If it makes any difference, our site is a static export from Svelte + Sapper.
I can’t post a link to our staging site publicly, unfortunately.
We’re using the setup exactly as described here, via a static export from Svelte/Sapper:
At what point is config.yml loaded/parsed by netlify-cms.js?
Could a good old fashioned cache-buster query be added to prevent a cached versions of the config being loaded?
Returning to the site today, it’s still showing a >2 week old version of the config unless you hard refresh or use an incognito window. I’ve seen a few other threads about this issue.
You could add that, but it would probably be better to fix the underlying cause. But I understand you can’t share your site and thus, we cannot check for the issue.
However, the CMS might not change the suggestion you describe anytime soon, but I believe you can use a custom path for the config.yml file. In that case, you could generate a random file name for each deploy and link the CMS to that.

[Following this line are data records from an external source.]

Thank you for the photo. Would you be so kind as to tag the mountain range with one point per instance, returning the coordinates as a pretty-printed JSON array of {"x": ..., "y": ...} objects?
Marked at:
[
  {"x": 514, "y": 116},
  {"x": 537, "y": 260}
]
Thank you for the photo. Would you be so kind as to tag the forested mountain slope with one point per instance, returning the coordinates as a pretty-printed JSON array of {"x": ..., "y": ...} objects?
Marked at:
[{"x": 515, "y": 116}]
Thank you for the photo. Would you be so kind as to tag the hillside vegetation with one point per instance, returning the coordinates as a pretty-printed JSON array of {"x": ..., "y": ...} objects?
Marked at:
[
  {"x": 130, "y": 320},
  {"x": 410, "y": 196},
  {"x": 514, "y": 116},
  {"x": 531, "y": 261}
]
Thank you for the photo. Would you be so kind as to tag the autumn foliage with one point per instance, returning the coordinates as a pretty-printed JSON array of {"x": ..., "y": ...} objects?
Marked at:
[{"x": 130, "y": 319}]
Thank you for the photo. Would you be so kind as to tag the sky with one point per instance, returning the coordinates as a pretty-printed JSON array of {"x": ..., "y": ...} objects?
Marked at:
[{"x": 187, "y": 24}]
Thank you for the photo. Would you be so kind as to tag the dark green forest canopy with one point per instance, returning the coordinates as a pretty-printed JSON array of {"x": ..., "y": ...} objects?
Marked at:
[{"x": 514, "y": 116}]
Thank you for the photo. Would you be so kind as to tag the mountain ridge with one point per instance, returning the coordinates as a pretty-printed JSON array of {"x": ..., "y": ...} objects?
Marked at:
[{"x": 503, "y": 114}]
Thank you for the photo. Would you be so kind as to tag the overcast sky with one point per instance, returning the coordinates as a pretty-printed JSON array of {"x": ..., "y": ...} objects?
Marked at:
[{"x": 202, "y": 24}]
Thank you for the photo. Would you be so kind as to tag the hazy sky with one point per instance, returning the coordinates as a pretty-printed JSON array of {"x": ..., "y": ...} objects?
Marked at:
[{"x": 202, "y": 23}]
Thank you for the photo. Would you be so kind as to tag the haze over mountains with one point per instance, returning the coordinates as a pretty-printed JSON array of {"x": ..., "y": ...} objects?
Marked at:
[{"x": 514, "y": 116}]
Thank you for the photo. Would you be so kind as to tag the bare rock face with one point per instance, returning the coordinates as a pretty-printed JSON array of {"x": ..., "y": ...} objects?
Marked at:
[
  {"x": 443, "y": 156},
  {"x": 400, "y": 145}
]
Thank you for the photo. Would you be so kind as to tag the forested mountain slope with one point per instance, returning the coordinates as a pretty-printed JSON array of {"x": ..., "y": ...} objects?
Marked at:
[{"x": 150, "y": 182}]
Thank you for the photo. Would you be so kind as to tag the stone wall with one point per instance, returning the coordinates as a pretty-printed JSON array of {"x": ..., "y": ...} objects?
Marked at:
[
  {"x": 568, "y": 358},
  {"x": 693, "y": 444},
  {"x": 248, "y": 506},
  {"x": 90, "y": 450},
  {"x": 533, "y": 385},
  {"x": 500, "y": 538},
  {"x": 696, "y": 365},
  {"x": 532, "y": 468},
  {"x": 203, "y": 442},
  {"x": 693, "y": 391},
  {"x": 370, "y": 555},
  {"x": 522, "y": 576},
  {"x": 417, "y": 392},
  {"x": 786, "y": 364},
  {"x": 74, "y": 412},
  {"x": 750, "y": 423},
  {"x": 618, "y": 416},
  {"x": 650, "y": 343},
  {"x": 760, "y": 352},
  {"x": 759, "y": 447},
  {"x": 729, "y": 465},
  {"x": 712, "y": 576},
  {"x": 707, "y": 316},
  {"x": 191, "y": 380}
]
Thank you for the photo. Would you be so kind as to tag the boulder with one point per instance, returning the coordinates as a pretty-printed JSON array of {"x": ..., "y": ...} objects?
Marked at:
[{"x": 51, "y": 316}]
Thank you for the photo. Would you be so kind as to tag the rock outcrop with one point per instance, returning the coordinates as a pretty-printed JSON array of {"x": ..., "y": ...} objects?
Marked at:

Thanks for your reply @hrishikesh your suggestion worked… eventually.
First I tried the custom config path, but with a random query string added to the config.yml url — in this case, Netlify flat out refused to return the file with any sort of query on it. So we’ve resorted to renaming the config file and updating its name in our admin/index.html for every update. Yes, we could write an npm script to automate this on every build, but this is gaffer tape development territory, not ideal.
Is there really no way to control how Netlify handles caching? I can’t see any options for it anywhere, am I being dumb?
Netlify’s caching is working fine for a lot of deployed sites right now (and probably also causing issues for a few), but if you give this a read: Better Living Through Caching, you can understand how caching works here.
I’m not seeing a problem that you describe in the mentioned approach, so I believe there’s something else that’s happening.
Also, I don’t see how adding query parameters would stop the file from loading, so this is all getting into a big mystery for me.